No empirical results provided: the authors could have given a hint on how practical the provided results could become.

__ Clarity__: The paper is clearly written. Again, my main feedback is about the perspective: a broader perspective could have implied a totally different write-up with yet more clarity -- and/but that would be a significantly different paper.

__ Relation to Prior Work__: A clear statement is made as how the present work differs from previous work: proof techniques, tightness of the result, possible unboundedness of the risk considered.

__ Reproducibility__: Yes

__ Additional Feedback__: - a(n) hypothesis
- Line 294: should be Lemma 13 instead of Lemma 12.

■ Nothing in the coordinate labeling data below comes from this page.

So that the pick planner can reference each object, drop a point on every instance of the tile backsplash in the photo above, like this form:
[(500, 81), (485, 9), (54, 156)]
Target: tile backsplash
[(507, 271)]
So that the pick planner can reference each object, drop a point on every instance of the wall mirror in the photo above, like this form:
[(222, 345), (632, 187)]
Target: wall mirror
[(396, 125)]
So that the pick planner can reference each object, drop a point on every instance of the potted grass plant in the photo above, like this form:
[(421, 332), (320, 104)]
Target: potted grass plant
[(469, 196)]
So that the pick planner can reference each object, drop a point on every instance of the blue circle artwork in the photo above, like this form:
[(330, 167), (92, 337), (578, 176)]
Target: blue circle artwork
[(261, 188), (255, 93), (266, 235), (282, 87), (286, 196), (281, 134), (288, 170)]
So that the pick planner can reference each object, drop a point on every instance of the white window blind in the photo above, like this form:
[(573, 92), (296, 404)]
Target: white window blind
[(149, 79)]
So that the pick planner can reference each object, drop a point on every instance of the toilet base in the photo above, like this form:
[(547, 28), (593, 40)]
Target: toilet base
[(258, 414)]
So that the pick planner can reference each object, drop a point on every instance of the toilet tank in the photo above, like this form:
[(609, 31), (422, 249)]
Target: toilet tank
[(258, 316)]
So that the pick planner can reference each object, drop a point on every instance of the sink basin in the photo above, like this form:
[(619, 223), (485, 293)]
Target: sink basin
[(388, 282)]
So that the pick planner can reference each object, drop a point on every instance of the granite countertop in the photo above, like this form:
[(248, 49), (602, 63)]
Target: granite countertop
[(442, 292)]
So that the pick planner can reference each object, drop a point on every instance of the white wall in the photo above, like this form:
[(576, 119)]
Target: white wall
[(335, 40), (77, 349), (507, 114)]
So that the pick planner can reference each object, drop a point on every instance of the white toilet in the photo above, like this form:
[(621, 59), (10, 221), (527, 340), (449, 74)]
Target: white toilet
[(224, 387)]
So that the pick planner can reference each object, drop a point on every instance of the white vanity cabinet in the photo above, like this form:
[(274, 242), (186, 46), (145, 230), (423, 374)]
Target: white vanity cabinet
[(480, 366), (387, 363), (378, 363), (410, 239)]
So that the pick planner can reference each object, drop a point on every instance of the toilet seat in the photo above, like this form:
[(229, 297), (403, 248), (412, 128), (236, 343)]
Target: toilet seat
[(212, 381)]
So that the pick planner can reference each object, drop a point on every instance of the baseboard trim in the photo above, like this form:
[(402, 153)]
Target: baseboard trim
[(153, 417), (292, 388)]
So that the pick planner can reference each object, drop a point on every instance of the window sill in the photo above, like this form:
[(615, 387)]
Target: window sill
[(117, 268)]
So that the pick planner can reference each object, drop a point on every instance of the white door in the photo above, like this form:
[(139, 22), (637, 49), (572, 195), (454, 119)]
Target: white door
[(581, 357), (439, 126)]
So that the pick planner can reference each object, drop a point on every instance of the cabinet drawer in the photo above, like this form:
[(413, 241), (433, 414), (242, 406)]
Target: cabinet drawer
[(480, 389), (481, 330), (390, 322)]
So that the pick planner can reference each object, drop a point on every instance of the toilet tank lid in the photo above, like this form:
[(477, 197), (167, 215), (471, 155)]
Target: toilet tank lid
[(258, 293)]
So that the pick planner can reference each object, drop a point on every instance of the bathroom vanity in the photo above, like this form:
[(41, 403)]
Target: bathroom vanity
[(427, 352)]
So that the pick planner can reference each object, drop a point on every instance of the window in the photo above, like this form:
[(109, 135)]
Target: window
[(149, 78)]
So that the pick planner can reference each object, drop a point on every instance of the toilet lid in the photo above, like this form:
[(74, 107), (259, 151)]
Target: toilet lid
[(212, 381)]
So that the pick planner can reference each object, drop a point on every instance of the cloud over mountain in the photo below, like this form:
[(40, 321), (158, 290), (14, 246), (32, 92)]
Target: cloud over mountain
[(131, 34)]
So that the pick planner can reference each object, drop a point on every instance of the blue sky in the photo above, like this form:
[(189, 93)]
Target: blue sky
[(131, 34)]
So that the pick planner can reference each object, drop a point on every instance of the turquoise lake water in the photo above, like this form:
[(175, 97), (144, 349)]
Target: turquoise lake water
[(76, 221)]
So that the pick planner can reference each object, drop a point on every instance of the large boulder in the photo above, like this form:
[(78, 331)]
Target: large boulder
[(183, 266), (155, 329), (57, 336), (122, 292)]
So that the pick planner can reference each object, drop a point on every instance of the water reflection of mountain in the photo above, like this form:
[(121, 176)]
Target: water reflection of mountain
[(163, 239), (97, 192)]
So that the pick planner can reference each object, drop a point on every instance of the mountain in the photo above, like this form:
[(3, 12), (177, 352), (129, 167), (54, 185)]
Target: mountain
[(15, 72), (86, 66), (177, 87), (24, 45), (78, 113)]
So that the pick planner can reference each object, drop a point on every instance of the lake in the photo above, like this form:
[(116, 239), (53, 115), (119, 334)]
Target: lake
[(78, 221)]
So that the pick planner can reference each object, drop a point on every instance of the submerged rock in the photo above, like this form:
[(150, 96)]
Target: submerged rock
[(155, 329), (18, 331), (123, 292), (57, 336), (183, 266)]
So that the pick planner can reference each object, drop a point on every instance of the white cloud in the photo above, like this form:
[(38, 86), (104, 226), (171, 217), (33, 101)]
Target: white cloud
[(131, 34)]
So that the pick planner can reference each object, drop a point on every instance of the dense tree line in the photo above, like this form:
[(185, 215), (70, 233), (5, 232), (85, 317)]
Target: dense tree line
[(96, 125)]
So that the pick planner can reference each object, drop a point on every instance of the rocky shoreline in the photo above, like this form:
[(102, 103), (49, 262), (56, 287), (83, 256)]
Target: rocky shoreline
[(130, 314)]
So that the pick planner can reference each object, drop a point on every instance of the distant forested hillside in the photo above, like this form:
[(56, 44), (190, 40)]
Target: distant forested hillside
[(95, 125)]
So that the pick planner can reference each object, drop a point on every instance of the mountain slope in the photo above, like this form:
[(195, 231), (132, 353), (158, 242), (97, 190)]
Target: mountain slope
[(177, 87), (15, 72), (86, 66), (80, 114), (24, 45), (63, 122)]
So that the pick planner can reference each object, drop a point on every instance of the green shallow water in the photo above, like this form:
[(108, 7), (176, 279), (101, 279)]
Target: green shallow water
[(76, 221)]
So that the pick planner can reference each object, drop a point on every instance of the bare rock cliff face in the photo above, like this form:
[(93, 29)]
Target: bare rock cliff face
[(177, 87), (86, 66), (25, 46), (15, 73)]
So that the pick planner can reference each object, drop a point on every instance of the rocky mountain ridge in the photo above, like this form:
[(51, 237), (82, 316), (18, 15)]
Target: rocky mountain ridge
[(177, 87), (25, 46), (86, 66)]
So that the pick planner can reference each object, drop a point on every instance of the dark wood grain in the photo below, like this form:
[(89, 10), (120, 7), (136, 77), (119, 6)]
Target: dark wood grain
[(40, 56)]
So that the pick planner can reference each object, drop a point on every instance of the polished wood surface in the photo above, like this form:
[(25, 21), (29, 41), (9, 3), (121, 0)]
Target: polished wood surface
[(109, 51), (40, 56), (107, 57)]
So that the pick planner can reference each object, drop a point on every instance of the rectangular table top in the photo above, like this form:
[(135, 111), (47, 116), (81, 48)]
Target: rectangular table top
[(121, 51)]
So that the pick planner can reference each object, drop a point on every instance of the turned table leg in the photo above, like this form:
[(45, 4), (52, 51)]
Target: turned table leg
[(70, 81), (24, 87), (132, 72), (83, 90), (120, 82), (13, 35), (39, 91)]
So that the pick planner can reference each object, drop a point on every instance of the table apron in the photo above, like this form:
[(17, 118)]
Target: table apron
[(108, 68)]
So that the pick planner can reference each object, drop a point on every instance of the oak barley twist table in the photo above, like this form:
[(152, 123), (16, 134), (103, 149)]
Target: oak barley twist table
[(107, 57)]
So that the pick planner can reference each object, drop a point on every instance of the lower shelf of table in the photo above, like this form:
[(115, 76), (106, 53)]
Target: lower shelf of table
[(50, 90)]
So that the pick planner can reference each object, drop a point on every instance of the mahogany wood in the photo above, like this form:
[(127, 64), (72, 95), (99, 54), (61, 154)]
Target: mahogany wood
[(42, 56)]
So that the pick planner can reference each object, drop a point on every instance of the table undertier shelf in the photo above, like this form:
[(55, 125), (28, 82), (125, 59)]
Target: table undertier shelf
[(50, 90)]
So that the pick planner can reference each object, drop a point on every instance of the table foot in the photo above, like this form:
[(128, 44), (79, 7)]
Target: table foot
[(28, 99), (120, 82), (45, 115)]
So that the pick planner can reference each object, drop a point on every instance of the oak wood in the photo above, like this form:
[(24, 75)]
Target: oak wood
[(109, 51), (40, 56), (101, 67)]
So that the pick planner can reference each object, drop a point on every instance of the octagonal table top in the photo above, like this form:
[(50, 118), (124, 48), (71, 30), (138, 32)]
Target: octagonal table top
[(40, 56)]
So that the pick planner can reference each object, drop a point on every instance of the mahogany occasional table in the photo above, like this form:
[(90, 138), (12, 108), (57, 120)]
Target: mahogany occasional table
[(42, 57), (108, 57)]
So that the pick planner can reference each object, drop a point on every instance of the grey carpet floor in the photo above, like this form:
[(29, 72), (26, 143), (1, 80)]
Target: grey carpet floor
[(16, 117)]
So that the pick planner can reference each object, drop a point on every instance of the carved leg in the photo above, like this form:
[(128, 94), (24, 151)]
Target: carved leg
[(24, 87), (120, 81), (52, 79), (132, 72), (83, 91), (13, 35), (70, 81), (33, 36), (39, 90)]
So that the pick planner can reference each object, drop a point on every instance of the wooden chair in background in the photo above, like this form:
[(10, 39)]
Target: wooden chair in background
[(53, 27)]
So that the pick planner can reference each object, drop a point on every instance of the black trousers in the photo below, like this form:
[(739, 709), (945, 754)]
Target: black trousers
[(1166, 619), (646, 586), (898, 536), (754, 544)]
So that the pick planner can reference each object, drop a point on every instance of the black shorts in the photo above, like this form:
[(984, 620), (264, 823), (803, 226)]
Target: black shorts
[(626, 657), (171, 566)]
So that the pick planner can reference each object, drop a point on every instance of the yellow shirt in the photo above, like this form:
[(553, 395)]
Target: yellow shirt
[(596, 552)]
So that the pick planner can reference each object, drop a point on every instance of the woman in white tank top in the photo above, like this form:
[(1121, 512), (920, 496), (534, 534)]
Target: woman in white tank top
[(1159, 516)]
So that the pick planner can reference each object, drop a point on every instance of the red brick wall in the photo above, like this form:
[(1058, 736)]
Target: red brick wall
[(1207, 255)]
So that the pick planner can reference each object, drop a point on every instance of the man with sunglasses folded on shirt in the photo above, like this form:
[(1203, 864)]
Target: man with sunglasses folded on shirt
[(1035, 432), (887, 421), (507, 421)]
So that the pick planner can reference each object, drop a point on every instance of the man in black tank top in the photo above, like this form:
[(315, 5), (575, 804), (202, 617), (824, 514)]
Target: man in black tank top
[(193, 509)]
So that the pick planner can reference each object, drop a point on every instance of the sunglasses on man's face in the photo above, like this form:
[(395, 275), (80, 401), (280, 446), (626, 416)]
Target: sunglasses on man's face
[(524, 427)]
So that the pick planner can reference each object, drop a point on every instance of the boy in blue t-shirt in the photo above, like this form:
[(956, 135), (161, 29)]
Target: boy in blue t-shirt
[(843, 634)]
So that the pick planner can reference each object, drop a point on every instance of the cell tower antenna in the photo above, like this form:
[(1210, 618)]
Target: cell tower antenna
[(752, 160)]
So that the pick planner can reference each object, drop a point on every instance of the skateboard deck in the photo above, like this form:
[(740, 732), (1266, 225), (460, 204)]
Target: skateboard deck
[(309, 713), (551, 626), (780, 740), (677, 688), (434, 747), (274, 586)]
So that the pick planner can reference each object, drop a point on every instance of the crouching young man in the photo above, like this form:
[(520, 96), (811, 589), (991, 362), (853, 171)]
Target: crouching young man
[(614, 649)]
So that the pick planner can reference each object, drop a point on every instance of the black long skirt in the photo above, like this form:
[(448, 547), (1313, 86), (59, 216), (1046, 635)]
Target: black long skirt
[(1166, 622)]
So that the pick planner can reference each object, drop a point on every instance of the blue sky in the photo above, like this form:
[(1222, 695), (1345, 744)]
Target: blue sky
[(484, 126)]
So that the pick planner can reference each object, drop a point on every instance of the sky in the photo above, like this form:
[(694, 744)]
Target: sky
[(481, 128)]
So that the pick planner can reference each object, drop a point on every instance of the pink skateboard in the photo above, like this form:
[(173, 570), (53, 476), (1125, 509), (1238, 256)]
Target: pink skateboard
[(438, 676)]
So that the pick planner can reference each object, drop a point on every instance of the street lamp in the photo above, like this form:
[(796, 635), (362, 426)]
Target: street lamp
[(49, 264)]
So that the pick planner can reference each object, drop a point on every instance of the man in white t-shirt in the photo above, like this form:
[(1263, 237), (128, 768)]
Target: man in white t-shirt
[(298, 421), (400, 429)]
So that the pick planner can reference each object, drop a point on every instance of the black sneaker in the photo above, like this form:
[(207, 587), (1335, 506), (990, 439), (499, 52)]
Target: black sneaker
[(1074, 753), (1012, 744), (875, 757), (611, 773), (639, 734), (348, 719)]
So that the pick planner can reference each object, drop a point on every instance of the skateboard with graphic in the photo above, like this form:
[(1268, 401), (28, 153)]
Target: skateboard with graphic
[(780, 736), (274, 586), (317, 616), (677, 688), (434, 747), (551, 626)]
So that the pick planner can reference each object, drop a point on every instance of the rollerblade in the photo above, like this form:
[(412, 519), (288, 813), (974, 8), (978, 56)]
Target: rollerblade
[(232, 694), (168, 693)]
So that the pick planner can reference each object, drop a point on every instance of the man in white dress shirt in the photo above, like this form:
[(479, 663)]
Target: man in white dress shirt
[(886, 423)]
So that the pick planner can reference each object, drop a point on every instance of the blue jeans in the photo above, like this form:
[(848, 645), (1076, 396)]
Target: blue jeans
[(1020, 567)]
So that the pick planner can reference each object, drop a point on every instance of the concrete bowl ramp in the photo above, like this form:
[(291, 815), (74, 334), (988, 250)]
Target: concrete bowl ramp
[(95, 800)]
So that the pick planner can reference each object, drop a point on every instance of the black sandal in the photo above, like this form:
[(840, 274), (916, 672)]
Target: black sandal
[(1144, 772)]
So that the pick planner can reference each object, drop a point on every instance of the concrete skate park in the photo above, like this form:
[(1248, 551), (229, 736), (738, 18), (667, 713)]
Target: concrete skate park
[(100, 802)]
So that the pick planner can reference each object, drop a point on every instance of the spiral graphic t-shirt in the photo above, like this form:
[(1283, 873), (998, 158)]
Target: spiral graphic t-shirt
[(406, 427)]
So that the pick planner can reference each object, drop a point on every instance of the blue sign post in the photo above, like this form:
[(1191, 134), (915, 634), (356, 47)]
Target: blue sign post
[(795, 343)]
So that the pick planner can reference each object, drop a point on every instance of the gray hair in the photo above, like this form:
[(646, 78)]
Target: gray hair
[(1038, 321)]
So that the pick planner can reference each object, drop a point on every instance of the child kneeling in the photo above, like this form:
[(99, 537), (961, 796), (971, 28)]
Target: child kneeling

__ Summary and Contributions__: This paper proposes a general framework for machine learning applications based on the minimization of an empirical estimate of the conditional value at risk (CVaR). The main goal of this article is to provide theoretical guarantees for the excess of risk. Although this topic has been extensively studied in the literature for expected loss, the case of the CVaR is not as well understood. The authors start by recalling existing guarantees for the CVaR. Then they present their PAC-Bayesian generalization bound for the CVaR, which is tight in the parameter alpha, contrary to previous analysis. Finally, they describe the proof, which relies on a reduction to the expected loss for an auxiliary random variable Y.

__ Strengths__: Strong theoretical contribution. May be used for risk-aware methods based on the conditional value at risk.

__ Weaknesses__: Illustrations, both experimental and theoretical, are missing. For instance, what is the optimal classifier in binary classification with 0-1 loss in the CVaR case?

__ Correctness__: Yes. The ERM with CVaR framework is correctly defined, and then analysed.

__ Clarity__: The paper is very well written.

__ Relation to Prior Work__: Yes, related works are discussed and existing results are recalled.

__ Reproducibility__: Yes

__ Additional Feedback__: Question 1: What is the optimal classifier in binary classification with the CVaR of the 0-1 loss? Is it a variant of the Bayes classifier with the auxiliary random variable Y (from the reduction to expectation)? --> answered in the rebuttal: it is the “new” SVM
Question 2: More practically, could this reduction to expectation trick be used for optimization purpose, by e.g. using the Stochastic Gradient Descent algorithm? --> this reduction is for now a theoretical trick: not straightforward to leverage it for optimization purpose

__ Summary and Contributions__: This paper provides statistical insights in learning with Conditional Value at Risk (CVaR). It provides concentration inequalities for CVaR when the loss function is bounded or unbounded (resulting in a sub-exponential random variable). In the bounded case, the authors derive the main result of the paper, which is a sharp PAC-Bayesion generalization bound for learning with CVaR.

__ Strengths__: The contribution of this manuscript is theoretical and definitely relevant for the NeurIPS community. As far as I know, the results are novel (sharper than previous ones) and sounds.
The paper is very well written and presents pedigagically a technical work (I appreciate this initiative greatly and I thank the authors for it). This is a valuable work.

__ Weaknesses__: As far as I am concerned, the only flaws of the paper are three typos:
- Line 23: "uniform converges arguments" may mean "uniforme convergence arguments".
- Line 254: exp is missing in the lhs.
- Line 303: "Appendix E" refers actually to Appendix B (LaTeX compilation bug).

__ Correctness__: Everything seems correct.

__ Clarity__: The paper is very clear.

__ Relation to Prior Work__: Relation to prior work is adequately addressed.

__ Reproducibility__: Yes

__ Additional Feedback__: I thank the authors for addressing my comments in their rebuttal.